Simon Morris

Black Watercolour, 2010

5 December 2010 - 17 April 2011

A BIG WALL PROJECT

One hundred lines two thousand millimetres high by two hundred millimetres wide, fan out across the big wall creating a twenty metre expanse.  This seemingly simple proposition of Black Watercolourby New Zealand painter Simon Morris, continues the artist’s exploration of ideas associated with the articulation of geometric abstraction in real spaces, where the resulting image encounters and responds to site. 

Painted in a single take that unfurls sequentially across the space, the materiality of the ink is integral to the final resolution of this painting. Each stroke needs to occur at regular time intervals, so that the bands of ink are linked by fluidity and a continuous passage of time.  The ink’s watery character also becomes a defining element of Black Watercolour; as it reveals both the artist’s ability to apply and control the medium in response to a range mutable elements; gravity to water, smooth brush to textured surface, tone to brush pressure and speed.

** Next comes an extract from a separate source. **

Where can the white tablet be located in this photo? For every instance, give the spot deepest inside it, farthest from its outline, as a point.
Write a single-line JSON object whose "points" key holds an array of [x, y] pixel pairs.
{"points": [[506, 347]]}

The concept of presenting one hundred strokes of diminishing or increasing tonality, depending on how you read this monotone spectrum, invites the viewer to look at and think about, how abstract painting connects emotionally and conceptually when it is shifted from the canvas to a non specific painting space. The marks made by the artist as he has applied the overlapping bands of ink, and the wavering top edge in Black Watercolour, reveal the underlying human quality of this work.  This is accentuated further by the proportions of the painting, which is configured within the measure of the artist’s physical reach and in alignment with the scale of the public who encounter it. 

Black Watercolouris not a grandiose wall drawing that has been scaled up to accommodate the overwhelming size of this site.  Rather, Morris has rethought this space, so that it becomes a contemplative arena in which the graduated delineation of the painting, captures and reflects the shifting natural light levels which illuminates the foyer.  Black Watercolouris a carefully articulated painting exercise by hand, where the nuances of scale, light and surface are to the fore, rewarding the viewer who takes the time to experience and take pleasure from these subtle elements, which have been painted in measured stages, across the space.